## Exact numeric integration

This post describes a simple way to integrate a function over an interval and get an exact answer. The question came out of another one, which is how to optimally render a continuous-space image onto a discrete array of pixels.

For anti-aliasing, I’ll make two simplying assumptions (to be revisited):

- Each pixel is a square area. (With apologies to Alvy Ray Smith.)
- Since I can choose only one color per pixel, I want exactly the
*average*of the continuous image over pixel’s subregion of 2D space.

The average of a function over a region (here a continuous image over a 2D interval) is equal to the integral of the function across the region divided by the size (area for 2D) of the region. Since our regions are simple squares, the average and the integral can each be defined easily in terms of the other (dividing or multiplying by the size).

To simplify the problem further, I’ll consider one-dimensional integration, i.e., integrating a function of **R** over a 1D interval.
My solution below involves the least upper bound operator I’ve written about (and its specialization `unamb`

).

### A first simple algorithm

Integration takes a real-valued function and an interval (low & high) and gives a real.

integral :: (R->R) -> R -> R -> R

Integration has a property of interval additivity, i.e., the integral of a function from *a* to *c* is the sum of the integral from *a* to *b* and the integral from *b* to *c*.

∀ a b c. integral f a c == integral f a b + integral f b c

which immediately leads to a simple recursive algorithm:

integral f low high = integral f low mid + integral f mid high where mid = (low + high) / 2

Extending to 2D is simple: we could divide a rectangular region into four quarter subregions, or into two subregions by splitting the longer dimension.
The quartering variation is very like mipmapping, as used to anti-alias textures.
Mipmapping takes a pixel array and builds a pyramid of successively lower resolution versions.
Each level except the first is constructed out of the previous (next higher-resolution) level by averaging blocks of four pixels into one.
The simple `integral`

algorithm above (extended to 2D) is like mipmapping when we start with an *infinite resolution* (i.e., continuous) texture.

### Umm …

Maybe you’re thinking what I’m thinking: Hey! We don’t have a base case, so we won’t even get off the ground.

Given that our domain is continuous, I don’t know what to use for a base case. So let’s consider what the purpose of a base case is, and see whether that purpose can be accomplished some other way.

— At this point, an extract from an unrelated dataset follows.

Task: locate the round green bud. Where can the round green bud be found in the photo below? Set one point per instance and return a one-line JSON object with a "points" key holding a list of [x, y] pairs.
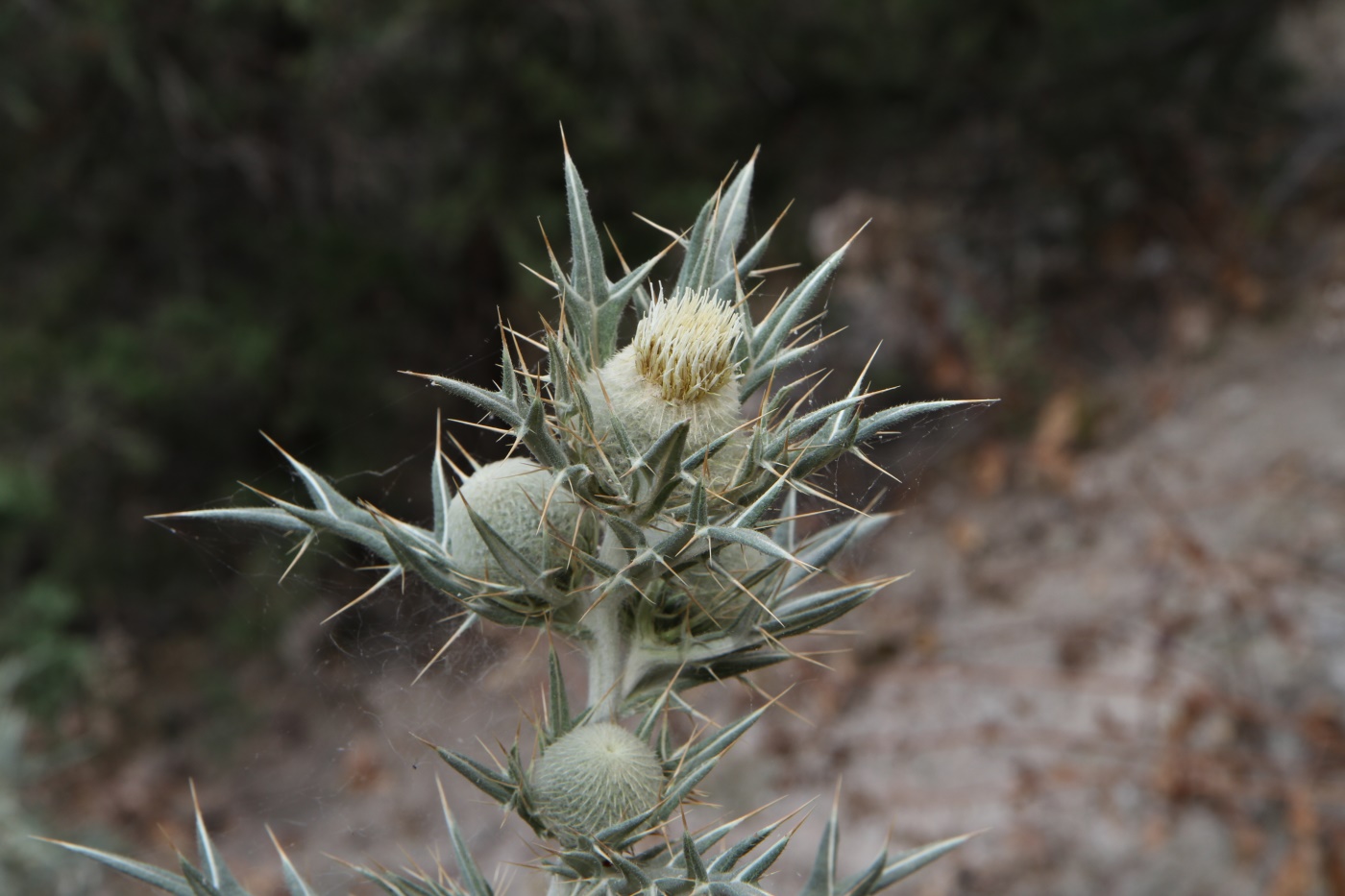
{"points": [[510, 496], [596, 777]]}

### What’s so important about base cases?

Does every recursion need a base case in order to avoid being completely undefined?

Here’s a counter-example: mapping a function over an infinite stream, taken from the source code of the Stream package.

data Stream a = Cons a (Stream a) instance Functor Stream where fmap f ~(Cons x xs) = Cons (f x) (fmap f xs)

The key thing here is that `Cons`

is *non-strict* in its second argument, which holds the recursive call.
(Definition: a function `f`

is “strict” if `f ⊥ == ⊥`

.)

Non-strictness of `if-then-else`

is exactly what allows more mundane recursions to produce defined (non-⊥) results as well, e.g.,

fac n = if n <= 0 then 1 else fac (n-1)

In this `fac`

example, `if-then-else`

must be (and *is*) non-strict in its third argument (the recursive call).

So “base case” is not the heart of the matter; non-strictness is.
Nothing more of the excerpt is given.